I also love compound words. I like words that do a lot of work.


GM: A word you dislike?


GB: Ugh, “stinky.” It makes my toes curl. I couldn't tell you why that one, but I hate it.


GM: A book you wish you’d written?


GB: I Capture the Castle is probably both my favorite book and also the book I’d wish I’d written. I saw myself in both Cassandra and Rose when I picked it up, and on more recent readings have felt more connected with Topaz. Part of this is definitely getting older, but I can still put myself back in Cassandra's shoes if I think about it enough. The book is about wanting so desperately to be a part of a bustling, living world but being held back, whether by age or station or finances or lack of mobility. It was pretty relatable to me as a teenager.


GM: Other than books, do you collect anything?


GB: I tend to throw a lot of stuff away except for notebooks and plants. Oh, and writing implements, for sure. I was reading recently that all people (regardless of gender) are either a plant lady or a cat lady… and I’m firmly a plant lady.


GM: Well, that doesn’t bode well for me. I’m allergic to cats and plants die when I look at them.


GB: You’re a baker, though! So I’d say you’re a plant lady.


GM: Tell that to my sad, lonely sourdough starter.



GM: You’re planning the dinner party of dinner parties. You can have five guests, no family allowed. Who’s coming, and what are you eating?


GB: Dorothy Parker, obviously. She’s always my first choice. Douglas Adams. George Saunders. That’s too many authors… Emma Watson. And I want Margaret Wise Brown.

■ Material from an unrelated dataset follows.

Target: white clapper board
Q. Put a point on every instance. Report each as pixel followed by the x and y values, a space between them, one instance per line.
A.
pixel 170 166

I think we would have just a sea of finger foods. Finger foods that are delicious but not necessarily fancy. A little bit of everything, and everything is really good. With really fancy cocktails because we are just decadent as hell.


GM: That sounds amazing. What a dynamic crew.

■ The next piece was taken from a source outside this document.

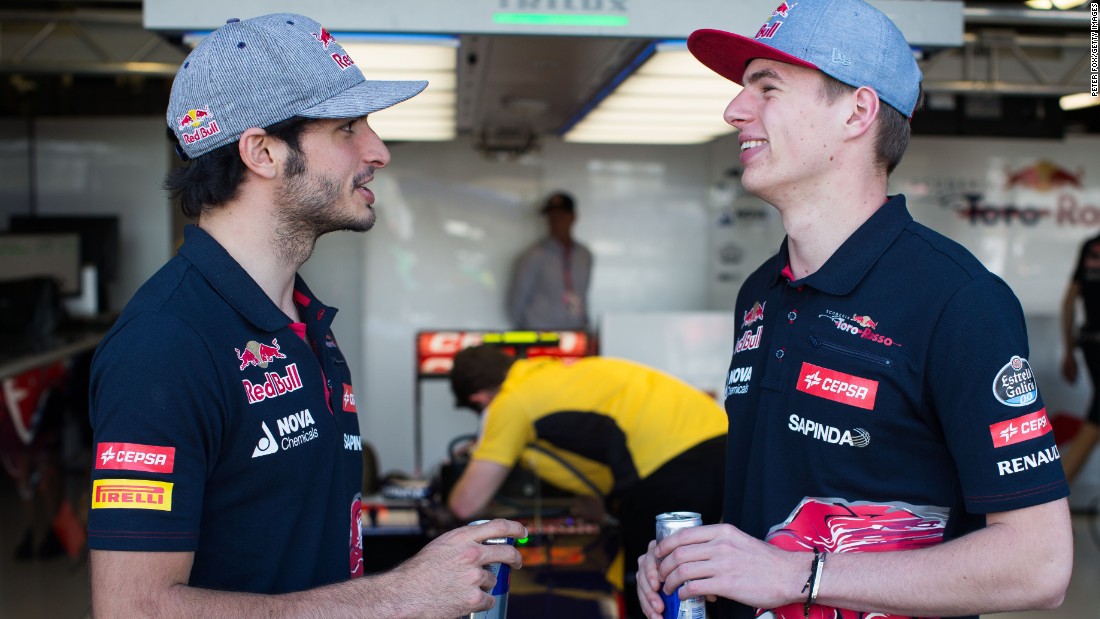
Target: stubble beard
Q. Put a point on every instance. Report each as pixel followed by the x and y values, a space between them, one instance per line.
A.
pixel 308 209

Forgive me, my last question is kind of a cop-out… Is there a question you wish I’d asked you? What is it, and what would your answer have been?

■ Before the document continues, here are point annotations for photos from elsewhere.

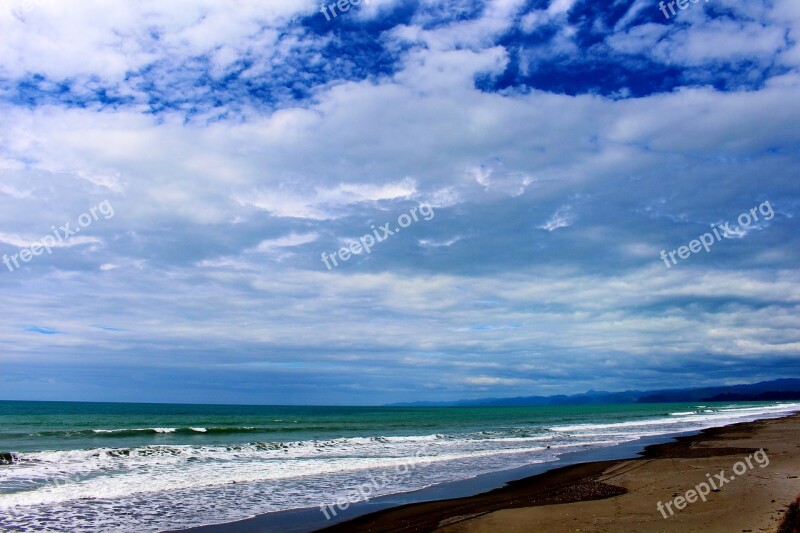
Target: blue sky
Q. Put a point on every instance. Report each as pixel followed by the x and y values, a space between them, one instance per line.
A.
pixel 562 145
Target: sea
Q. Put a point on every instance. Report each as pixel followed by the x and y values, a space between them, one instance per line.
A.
pixel 89 467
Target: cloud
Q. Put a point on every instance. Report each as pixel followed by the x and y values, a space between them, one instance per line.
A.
pixel 237 145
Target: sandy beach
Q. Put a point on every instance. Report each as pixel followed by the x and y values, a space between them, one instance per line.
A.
pixel 753 468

GB: I think I’d like to go back to the favorite childhood book question I asked you since I just revisited mine: Margaret Wise Brown’s The Little Fur Family. I found it when I was back at my parents' house recently and flipped through it, trying to figure out what I loved so much… I think I must have been just intrigued by the everyday life of little creatures. I haven’t been able to crack what exactly it was that was so fascinating about it other than that. Maybe it was the idea of a whole miniature world? It didn't even need a plot. Tiny creatures living their tiny lives… Apparently I'm still intrigued by that because I have this chihuahua.